Question

What is the effect on temperature vs time graph when the temperature of the enclosure is large in the experiment to plot the cooling curve for the relationship between the temperature of a hot body and time?
A. Graph becomes more flattened
B. Graph becomes a straight line
C. Graph becomes more curved
D. None of these.

Answer 1

Hint: Newton was the first successful person to compute the relation between temperature variation and time. However, his thesis was limited only for some special type of system in which certain assumptions were made. The assumptions made so that the law is valid are that the temperature difference of the body must not be very large and the time of consideration of the variation also must be small. This law is called Newton’s law of cooling.
Formula used: $\dfrac{dT}{dt} = - k (T - T_s)$

Complete step-by-step solution:
Newton’s law of cooling has many statements as per the conditions provided. One such statement is$\dfrac{dT}{dt} = - k (T - T_s)$. This is a statement derived from Stephen-Boltzmann’s law which relates the power radiation from a body at a particular temperature. But to come to this result, we usually assume that the temperature of the surroundings is constant and not much variable.
Now, according to the question statement, if we consider the temperature of the surrounding (enclosure) to be large, then the significance of ‘$T$’ will go on decreasing with respect to ‘$T_S$’. Hence the equation will eventually become:
$\dfrac{dT}{dt} = - k ( - T_s) = kT_S$
Hence solving the differential equation,
$dT = k T_S dt$
$\int dT = \int k T_S dt$
$\Rightarrow \int dT = k T_S \int dt$
$\Rightarrow T = k T_S t+c$
$\Rightarrow T = c_1 t+c$

Where $c_1\ and \ c$ are constants. Hence the above equation represents the equation of a straight line. Hence according to question, the curve will become more flattened, option A. is correct.

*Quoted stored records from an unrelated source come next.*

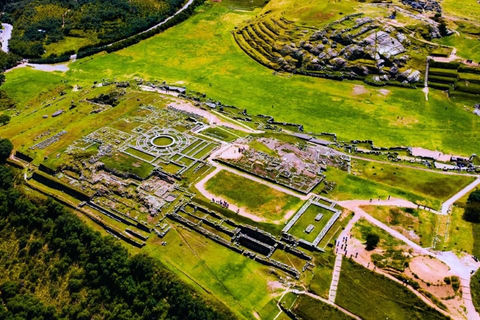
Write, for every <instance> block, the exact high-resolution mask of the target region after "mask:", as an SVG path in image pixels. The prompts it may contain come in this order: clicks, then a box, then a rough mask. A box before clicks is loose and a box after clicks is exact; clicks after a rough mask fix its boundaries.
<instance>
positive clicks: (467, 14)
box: [442, 0, 480, 21]
mask: <svg viewBox="0 0 480 320" xmlns="http://www.w3.org/2000/svg"><path fill="white" fill-rule="evenodd" d="M442 9H443V10H444V11H445V13H448V14H453V15H456V16H458V17H461V18H468V19H472V20H476V21H478V19H480V5H479V4H478V2H477V0H462V1H457V0H444V1H443V2H442Z"/></svg>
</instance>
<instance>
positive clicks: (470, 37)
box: [436, 5, 480, 63]
mask: <svg viewBox="0 0 480 320" xmlns="http://www.w3.org/2000/svg"><path fill="white" fill-rule="evenodd" d="M479 7H480V5H479ZM436 42H438V43H440V44H444V45H447V46H454V47H456V48H457V55H458V56H460V57H462V58H464V59H472V60H473V61H475V62H477V63H478V62H480V41H478V39H477V38H474V37H472V36H469V35H464V34H460V35H452V36H449V37H444V38H441V39H439V40H436Z"/></svg>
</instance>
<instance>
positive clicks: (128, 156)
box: [100, 152, 154, 179]
mask: <svg viewBox="0 0 480 320" xmlns="http://www.w3.org/2000/svg"><path fill="white" fill-rule="evenodd" d="M100 161H101V162H103V163H104V164H105V167H107V168H109V169H113V170H117V171H119V172H122V173H133V174H135V175H137V176H139V177H140V178H143V179H145V178H147V177H148V176H149V175H150V173H151V172H152V171H153V169H154V166H153V165H151V164H149V163H147V162H145V161H142V160H139V159H137V158H134V157H132V156H129V155H127V154H126V153H121V152H116V153H114V154H113V155H111V156H110V155H109V156H105V157H102V158H100Z"/></svg>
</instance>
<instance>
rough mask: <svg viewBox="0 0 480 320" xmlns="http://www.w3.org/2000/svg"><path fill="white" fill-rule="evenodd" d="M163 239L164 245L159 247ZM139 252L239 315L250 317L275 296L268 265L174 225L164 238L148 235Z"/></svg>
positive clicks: (273, 278) (210, 240)
mask: <svg viewBox="0 0 480 320" xmlns="http://www.w3.org/2000/svg"><path fill="white" fill-rule="evenodd" d="M162 241H166V242H167V245H166V246H162V245H161V243H162ZM142 251H145V252H148V254H150V255H151V256H153V257H156V258H158V259H160V260H161V261H162V262H163V263H164V264H165V265H167V266H168V267H169V268H170V269H171V270H172V271H174V272H175V273H177V274H178V275H179V276H180V277H182V278H183V279H186V281H188V282H190V283H192V282H193V284H194V285H195V286H196V287H197V288H198V289H200V291H201V292H202V293H203V294H206V296H207V297H208V296H209V297H210V298H215V299H218V300H220V301H222V302H224V303H225V304H226V305H228V306H229V307H230V309H232V310H233V311H234V312H236V313H237V315H238V316H240V317H242V318H253V314H252V312H253V311H257V312H259V311H260V310H262V309H263V308H264V307H265V306H266V305H267V304H268V303H269V301H270V300H271V299H272V298H273V297H274V296H275V295H276V294H275V293H274V291H272V290H271V289H270V288H269V287H268V284H269V282H270V281H275V280H276V278H275V277H274V276H273V275H271V274H270V273H269V268H267V267H264V266H262V265H260V264H258V263H257V262H254V261H252V260H251V259H249V258H246V257H244V256H242V255H239V254H237V253H235V252H233V251H231V250H229V249H227V248H225V247H223V246H221V245H218V244H216V243H215V242H213V241H211V240H208V239H206V238H205V237H203V236H201V235H199V234H197V233H195V232H194V231H191V230H185V229H183V228H179V227H176V228H174V229H172V230H171V231H170V233H169V234H168V235H167V236H166V237H165V238H164V239H159V238H157V237H151V239H150V240H149V245H147V246H146V247H145V248H144V249H143V250H142ZM193 279H194V280H193ZM239 279H241V281H239Z"/></svg>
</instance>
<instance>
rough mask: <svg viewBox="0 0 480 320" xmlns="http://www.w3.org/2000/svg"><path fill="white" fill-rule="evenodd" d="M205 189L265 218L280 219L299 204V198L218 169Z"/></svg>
mask: <svg viewBox="0 0 480 320" xmlns="http://www.w3.org/2000/svg"><path fill="white" fill-rule="evenodd" d="M206 189H207V190H208V191H210V192H212V193H213V194H215V195H218V196H221V197H224V198H225V199H226V200H227V201H229V202H231V203H233V204H235V205H237V206H240V207H242V208H245V209H246V210H247V211H248V212H250V213H252V214H255V215H257V216H259V217H263V218H266V219H272V220H281V219H282V218H283V217H284V216H285V214H286V213H287V212H288V211H291V210H296V209H298V207H299V206H300V205H301V200H300V199H299V198H296V197H293V196H291V195H288V194H285V193H283V192H281V191H278V190H275V189H272V188H270V187H268V186H266V185H263V184H260V183H258V182H255V181H252V180H250V179H247V178H243V177H241V176H238V175H236V174H233V173H231V172H228V171H220V172H219V173H218V174H216V175H215V176H214V177H212V178H211V179H210V180H208V182H207V183H206Z"/></svg>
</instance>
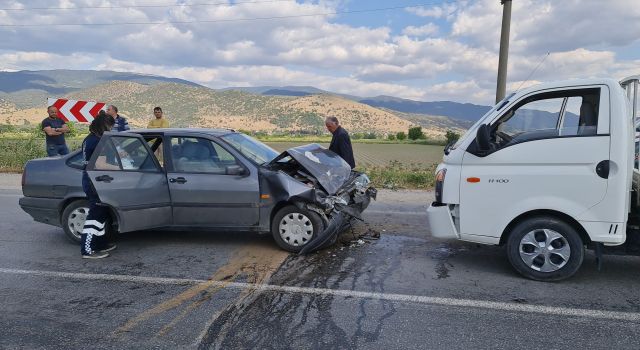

Note: If the temperature is calculated by using this form of Newton’s law of cooling, the results will not be exactly as we’ve assumed several assumptions before deriving it. Also ‘k’ is a constant in this equation. But actually, it depends upon certain factors. In fact $k =\dfrac{ 4\sigma eAT_{\circ}^3}{ms}$ [where symbols have its usual meaning] depends upon the surrounding temperature also. So ‘k’ is constant only till the surrounding is not changed.